Suddenly, that RFID tag’s value isn’t just “track and trace.” It’s exposing a bottleneck on line 2. It’s flagging a spike in temperature excursions during transit before the whole load is compromised. It’s comparing the actual journey of Product A vs. Product B and telling you why one has 15% higher damage claims. James Bevan from Vandagraf International pointed out that wireless devices (RFID/NFC) have higher data capacity than optical codes. The trick has always been using that capacity. AI might be the key.
The Looming Deadline That Changes the Math: Digital Product Passports
This isn’t just about efficiency gains anymore.
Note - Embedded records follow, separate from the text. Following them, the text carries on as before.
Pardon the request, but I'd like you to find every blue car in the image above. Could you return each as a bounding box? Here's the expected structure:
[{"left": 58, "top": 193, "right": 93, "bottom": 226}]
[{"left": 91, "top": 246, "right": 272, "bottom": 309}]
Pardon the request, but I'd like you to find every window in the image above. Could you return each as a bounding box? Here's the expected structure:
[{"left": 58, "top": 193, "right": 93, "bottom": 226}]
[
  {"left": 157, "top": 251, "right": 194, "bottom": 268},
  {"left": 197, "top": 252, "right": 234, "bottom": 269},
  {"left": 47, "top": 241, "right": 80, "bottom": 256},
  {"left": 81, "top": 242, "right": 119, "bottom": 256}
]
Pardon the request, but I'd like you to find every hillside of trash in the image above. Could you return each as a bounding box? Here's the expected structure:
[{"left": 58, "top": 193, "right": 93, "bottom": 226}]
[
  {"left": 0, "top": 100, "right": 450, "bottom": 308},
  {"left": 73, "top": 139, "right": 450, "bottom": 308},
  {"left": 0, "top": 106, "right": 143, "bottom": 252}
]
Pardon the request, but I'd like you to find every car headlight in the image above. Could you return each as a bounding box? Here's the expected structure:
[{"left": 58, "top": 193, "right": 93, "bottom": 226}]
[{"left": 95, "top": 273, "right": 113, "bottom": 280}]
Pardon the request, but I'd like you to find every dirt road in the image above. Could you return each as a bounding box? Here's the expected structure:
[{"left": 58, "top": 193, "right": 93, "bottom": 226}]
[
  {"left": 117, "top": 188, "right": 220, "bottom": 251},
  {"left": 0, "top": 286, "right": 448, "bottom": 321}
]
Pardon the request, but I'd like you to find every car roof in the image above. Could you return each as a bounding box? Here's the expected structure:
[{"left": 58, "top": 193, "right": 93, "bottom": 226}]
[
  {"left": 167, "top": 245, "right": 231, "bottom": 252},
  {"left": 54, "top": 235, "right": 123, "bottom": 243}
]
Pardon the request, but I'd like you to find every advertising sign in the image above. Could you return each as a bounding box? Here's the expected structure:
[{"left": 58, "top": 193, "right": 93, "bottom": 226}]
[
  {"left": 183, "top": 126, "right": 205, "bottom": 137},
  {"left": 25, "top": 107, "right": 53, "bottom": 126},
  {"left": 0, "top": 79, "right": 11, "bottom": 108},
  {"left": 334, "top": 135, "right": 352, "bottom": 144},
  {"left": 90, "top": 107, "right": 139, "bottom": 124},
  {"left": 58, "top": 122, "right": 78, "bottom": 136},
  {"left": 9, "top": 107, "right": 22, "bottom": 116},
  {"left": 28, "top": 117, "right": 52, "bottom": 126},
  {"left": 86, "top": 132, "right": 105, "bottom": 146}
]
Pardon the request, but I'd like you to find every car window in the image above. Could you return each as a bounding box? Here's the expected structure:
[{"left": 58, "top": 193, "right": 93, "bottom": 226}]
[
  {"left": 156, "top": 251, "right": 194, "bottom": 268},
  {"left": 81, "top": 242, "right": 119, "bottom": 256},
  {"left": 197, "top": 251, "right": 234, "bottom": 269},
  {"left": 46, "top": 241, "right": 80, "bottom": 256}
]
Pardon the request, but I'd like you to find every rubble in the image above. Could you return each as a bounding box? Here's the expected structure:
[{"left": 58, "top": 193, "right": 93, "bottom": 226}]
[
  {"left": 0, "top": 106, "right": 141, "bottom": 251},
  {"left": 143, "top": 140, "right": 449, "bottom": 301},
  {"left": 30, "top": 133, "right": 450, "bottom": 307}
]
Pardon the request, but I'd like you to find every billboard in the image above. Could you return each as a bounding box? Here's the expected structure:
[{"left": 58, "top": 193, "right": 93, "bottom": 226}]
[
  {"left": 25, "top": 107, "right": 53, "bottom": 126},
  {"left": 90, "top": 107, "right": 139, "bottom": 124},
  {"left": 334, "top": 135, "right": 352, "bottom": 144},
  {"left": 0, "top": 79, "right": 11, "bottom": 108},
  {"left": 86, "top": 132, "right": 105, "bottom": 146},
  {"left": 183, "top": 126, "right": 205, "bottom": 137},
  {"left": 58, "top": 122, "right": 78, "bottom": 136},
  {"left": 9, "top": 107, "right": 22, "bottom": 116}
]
The regulatory clock is ticking, especially for anyone selling in Europe. Digital Product Passports (DPP) are coming. They’ll require a structured, accessible digital record for products—materials, carbon footprint, recyclability, the works.
You can treat this as a compliance tax—just another form to fill out. Or, as the webinar panel suggested, you can see it as the forcing function to build the single data infrastructure you needed anyway. A system that supports DPP compliance will also handle traceability, streamline recalls, combat counterfeiting, and yes, even power those consumer engagement stories. The mandate builds the backbone; AI helps you get value from it beyond checking the box.
This is where the cross-functional headache—and opportunity—explodes. As Tagg noted, this spans packaging, IT, supply chain, and legal. It’s not “packaging’s project.” It’s a company-wide data integrity project where the package is the physical touchpoint. My role shifts from just buying tags to understanding the total cost of data ownership: procurement cost + integration cost + maintenance cost.
The Procurement Verdict (For Now)
So, back to my ROI question. Are we writing the check today? For a full-blown, AI-driven smart packaging ecosystem? Probably not. The tech is still maturing, and the internal data plumbing isn’t ready at most places I talk to.
But the calculus has fundamentally changed. The investment is no longer just in the tag or the code. It’s in structuring our product data to be AI-ready. That means:
- Demanding standards from vendors. GS1 Digital Link, not a proprietary URL. Structured data formats, not PDF data sheets.
- Building the “connective tissue” now. Start mapping where your product data lives. How will you keep a digital ingredient list updated when a supplier changes? That’s a process problem, not a tech one.
- Evaluating pilots differently. Don’t just measure scan rates. Ask: “What operational question could this data answer if we had an AI to ask?” The answer might justify the pilot’s cost on its own.
The era of hoping a consumer scans a code is fading. The era of packaging as a passive data gateway for the entire value chain is here. AI is the tool that might finally make that data worth the trouble. My job is to make sure the numbers add up before the CFO asks. This time, I think they might.